Bu topraklar üç hak dinin çıkış noktası olması münasebetiyle bu üç dine mensup olanlar tarafından kutsal olarak kabul edilmiş ve bu topraklarda egemenlik hakkı kurmak hep idealleri olmuştur. Bu ideallere ulaşmak için önce o bölgede yaşayanlarla savaşarak katletmiş sonra mağlup olup teslim olanlara da sayısız işkenceler yaparak bölgeden uzaklaştırmaya çalışmışlardır. 
Hangi dine mensup olursa olsun dünya üzerinde kendini güçlü olarak görenler, o herkesin gözünün üzerinde olduğu coğrafya da emellerini yerine getirmeye çalışmış, bazen kısa süreli planlarla bazen de uzun yılları kapsayan planlarla projelerini uygulamaya koymuşlardır. 
Şimdi de bu projelerden biri yaşanmaktadır.

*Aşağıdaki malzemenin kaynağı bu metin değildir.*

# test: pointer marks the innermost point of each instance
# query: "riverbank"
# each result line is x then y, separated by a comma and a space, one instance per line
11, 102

Osmanlı Devleti’nin yüzyıllarca bölge halkına sağladığı huzur ve sükunet 1. Dünya savaşıyla bitirilmiş, bölgede küçük devletçikler oluşturulmuş ve bugünkü kaosun temelleri atılmıştır. 
Düne kadar dağda köyleri basan küçük çocukların canını alan bir terörist için, terörist te olsa insandır onu öldüremezsin deyip ayağa kalkan bir Avrupa, şimdi binlerce masum çocuğun katledilmesini lal olmuş suspus şekilde görmezden geliyor. 
Bu da nasıl bir oyunun içinde olduğumuzun en büyük kanıtı değil mi. 
Ortadoğu yanıyorsa bu Müslümanların bir olamamasından, gayrimüslümlerin de bir olmasındandır.